The safety of Tunisian tourists was called into question on Wednesday, as President Kais Saied attempted to reassure the world following a violent massacre. Just prior, a Tunisian police officer had murdered five individuals outside of Africa’s oldest synagogue, sparking terror during an annual Jewish pilgrimage on the resort island of Djerba. The anxiety proved too much for Tunisian Association for Support of Minorities member Raoudha Seibi who said “I never thought I would experience such terror.” The attacker, who was shot by authorities, killed three police officers and two visitors, a French-Tunisian and an Israeli-Tunisian man, and injured six more police officers, two of whom later succumbed to their injuries.

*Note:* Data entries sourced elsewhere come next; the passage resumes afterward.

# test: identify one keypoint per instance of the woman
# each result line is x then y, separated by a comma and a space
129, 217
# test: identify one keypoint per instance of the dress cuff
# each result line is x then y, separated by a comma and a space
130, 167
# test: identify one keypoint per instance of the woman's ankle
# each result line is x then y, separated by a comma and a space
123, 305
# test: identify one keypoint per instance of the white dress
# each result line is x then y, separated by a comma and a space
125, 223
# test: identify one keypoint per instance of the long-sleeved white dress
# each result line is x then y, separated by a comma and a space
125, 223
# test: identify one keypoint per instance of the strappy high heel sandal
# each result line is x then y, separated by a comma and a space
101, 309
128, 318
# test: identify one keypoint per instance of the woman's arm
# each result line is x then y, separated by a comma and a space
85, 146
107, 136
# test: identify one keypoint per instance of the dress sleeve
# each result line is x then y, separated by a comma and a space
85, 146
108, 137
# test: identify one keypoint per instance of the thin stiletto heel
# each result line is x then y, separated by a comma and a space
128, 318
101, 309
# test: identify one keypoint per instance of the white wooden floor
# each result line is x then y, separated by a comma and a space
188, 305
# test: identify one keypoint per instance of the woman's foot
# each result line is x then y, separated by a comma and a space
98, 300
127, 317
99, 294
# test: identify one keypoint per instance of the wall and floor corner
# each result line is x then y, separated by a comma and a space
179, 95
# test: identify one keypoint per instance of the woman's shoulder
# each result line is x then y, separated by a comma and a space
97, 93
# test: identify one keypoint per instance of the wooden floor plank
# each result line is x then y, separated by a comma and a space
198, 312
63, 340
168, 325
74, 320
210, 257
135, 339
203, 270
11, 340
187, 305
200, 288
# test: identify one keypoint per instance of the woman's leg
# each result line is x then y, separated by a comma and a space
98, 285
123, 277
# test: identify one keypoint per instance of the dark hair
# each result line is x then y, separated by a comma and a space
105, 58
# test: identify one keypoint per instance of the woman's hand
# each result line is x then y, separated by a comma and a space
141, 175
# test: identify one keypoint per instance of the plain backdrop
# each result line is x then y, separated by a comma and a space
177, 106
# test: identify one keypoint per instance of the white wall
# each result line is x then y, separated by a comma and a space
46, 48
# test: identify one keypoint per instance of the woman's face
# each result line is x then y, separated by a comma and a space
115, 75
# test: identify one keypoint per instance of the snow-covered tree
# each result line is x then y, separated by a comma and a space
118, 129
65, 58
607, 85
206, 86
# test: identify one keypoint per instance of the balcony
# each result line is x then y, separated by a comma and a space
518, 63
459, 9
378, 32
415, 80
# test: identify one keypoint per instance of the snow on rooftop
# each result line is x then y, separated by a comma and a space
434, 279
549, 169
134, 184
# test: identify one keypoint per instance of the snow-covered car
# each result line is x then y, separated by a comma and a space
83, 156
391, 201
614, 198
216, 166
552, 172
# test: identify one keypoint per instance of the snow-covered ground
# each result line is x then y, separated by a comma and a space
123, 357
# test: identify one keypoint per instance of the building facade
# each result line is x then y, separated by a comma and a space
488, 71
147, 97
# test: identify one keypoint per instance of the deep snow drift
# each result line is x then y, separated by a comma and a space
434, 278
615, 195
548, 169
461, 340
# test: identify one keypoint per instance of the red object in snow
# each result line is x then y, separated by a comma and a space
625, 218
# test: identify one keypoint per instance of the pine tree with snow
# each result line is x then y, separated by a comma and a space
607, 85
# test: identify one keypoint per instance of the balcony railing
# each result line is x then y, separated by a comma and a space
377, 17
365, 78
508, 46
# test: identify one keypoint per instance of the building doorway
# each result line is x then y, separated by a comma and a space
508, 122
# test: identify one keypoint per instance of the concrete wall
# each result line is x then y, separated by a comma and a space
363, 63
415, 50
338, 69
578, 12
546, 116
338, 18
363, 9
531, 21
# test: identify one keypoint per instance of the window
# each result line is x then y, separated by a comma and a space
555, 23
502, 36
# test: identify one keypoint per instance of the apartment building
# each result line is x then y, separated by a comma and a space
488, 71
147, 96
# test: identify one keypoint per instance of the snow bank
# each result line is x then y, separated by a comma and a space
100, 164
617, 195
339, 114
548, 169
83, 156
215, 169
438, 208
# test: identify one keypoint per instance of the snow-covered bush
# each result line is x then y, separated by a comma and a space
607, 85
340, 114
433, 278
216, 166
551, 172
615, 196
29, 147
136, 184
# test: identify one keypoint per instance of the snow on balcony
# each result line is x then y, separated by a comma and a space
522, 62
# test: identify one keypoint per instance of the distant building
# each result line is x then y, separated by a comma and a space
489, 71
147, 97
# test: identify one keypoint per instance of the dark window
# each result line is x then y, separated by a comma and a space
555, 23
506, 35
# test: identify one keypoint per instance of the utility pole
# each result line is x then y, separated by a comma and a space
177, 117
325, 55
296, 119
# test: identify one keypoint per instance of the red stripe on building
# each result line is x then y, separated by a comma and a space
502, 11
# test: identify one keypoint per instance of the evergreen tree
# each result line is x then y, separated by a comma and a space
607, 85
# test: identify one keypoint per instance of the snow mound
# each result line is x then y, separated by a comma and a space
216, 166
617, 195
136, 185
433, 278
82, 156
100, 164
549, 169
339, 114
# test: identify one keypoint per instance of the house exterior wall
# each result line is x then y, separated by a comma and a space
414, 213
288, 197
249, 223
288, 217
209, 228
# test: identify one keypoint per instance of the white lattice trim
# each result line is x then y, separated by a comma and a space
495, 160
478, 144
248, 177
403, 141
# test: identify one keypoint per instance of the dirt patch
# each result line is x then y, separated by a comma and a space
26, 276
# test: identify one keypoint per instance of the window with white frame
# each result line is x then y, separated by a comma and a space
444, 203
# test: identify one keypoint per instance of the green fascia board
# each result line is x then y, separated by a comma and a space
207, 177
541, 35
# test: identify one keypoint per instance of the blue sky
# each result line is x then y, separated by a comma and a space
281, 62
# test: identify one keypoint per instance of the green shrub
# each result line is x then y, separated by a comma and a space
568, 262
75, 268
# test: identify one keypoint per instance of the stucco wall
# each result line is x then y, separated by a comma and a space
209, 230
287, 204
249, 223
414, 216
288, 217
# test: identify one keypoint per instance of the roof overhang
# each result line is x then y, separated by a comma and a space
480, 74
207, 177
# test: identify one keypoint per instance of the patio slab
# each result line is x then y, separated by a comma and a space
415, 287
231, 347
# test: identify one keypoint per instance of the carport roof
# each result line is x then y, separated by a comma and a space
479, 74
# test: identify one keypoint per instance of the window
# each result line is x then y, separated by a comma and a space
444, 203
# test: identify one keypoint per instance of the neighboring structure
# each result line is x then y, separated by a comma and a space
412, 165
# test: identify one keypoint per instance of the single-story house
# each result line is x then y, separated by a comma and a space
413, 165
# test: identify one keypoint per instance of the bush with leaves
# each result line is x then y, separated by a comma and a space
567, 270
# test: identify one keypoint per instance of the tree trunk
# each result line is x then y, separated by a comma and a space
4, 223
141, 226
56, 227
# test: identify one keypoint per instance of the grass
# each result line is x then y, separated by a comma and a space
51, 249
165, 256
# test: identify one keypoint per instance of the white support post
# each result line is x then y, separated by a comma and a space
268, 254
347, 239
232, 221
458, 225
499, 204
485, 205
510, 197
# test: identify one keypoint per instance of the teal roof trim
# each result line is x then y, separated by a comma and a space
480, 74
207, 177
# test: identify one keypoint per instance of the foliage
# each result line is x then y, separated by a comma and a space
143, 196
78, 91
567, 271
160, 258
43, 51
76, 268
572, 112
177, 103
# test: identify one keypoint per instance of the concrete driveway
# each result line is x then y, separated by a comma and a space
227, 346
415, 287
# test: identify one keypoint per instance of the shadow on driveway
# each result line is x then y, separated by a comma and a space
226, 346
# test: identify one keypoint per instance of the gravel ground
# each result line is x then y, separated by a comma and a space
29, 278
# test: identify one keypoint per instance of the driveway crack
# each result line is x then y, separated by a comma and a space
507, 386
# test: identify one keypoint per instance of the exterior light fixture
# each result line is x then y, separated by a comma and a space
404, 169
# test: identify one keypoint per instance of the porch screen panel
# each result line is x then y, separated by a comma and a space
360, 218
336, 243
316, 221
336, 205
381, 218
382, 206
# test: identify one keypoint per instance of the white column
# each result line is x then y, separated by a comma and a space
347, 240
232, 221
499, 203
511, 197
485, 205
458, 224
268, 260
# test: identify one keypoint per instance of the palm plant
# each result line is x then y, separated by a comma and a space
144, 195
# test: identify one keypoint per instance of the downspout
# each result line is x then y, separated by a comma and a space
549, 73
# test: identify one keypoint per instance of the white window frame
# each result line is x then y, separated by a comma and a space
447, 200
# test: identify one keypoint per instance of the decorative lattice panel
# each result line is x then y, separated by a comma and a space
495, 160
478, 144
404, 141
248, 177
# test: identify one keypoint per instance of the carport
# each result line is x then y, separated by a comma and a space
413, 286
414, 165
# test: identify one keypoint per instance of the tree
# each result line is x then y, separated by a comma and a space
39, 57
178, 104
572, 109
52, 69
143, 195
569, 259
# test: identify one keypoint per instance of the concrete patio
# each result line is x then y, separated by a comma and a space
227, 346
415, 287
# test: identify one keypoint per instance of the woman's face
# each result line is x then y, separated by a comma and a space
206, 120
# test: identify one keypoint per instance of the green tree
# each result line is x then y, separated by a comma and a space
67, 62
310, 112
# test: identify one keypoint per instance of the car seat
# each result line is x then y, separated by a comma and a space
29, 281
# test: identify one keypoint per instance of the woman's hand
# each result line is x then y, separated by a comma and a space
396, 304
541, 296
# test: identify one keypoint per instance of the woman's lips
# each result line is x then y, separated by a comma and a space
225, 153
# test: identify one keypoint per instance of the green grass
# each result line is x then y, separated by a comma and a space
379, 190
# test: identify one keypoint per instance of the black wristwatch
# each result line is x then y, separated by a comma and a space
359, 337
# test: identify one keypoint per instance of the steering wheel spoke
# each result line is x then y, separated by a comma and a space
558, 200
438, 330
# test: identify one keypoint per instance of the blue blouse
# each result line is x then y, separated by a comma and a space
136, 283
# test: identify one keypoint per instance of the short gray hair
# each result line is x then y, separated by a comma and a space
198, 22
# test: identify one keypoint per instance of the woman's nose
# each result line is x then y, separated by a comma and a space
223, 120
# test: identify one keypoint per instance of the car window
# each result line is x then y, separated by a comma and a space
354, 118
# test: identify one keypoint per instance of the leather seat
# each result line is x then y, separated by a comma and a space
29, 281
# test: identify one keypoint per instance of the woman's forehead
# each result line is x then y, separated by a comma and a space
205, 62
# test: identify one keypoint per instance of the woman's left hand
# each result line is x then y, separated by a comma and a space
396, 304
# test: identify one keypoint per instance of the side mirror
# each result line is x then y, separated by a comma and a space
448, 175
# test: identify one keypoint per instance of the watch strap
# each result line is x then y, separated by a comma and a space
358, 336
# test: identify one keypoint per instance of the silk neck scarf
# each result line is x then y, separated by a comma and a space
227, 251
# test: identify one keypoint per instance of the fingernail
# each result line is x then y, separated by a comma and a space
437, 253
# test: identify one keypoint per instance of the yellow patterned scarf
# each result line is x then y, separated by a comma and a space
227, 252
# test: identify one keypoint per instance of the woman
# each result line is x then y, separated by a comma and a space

The motives behind the violence are still unknown, leaving much cause for concern. Despite this, President Saied bravely condemned the attack and sought to reassure Tunisians that the country will remain safe and stable. The attack, he said, aimed to “disrupt its stability,” and to “sabotage the tourist season and attack the state.” The timing of the violent disruption was particularly unfortunate as nations worked to recover from the economic setbacks brought on by the pandemic. In addition, the attack took place on the annual Ghriba pilgrimage, which had not taken place for two years as a result of the pandemic.
The violence and fear invoked once again proves “evil and hatred are still there,” according to Israel’s Foreign Minister Eli Cohen. In 2002, the synagogue had already been the target of a truck bombing that claimed over 20 lives, and while investigations are ongoing, officials appear reticent to classify the shootings as terrorism. As if the financial and political turmoil were not enough, the country now must contend with a fresh wave of turmoil. With the incident taking place in a region heavily reliant on tourism, the concern is what impact will this have on the industry and the country as a whole.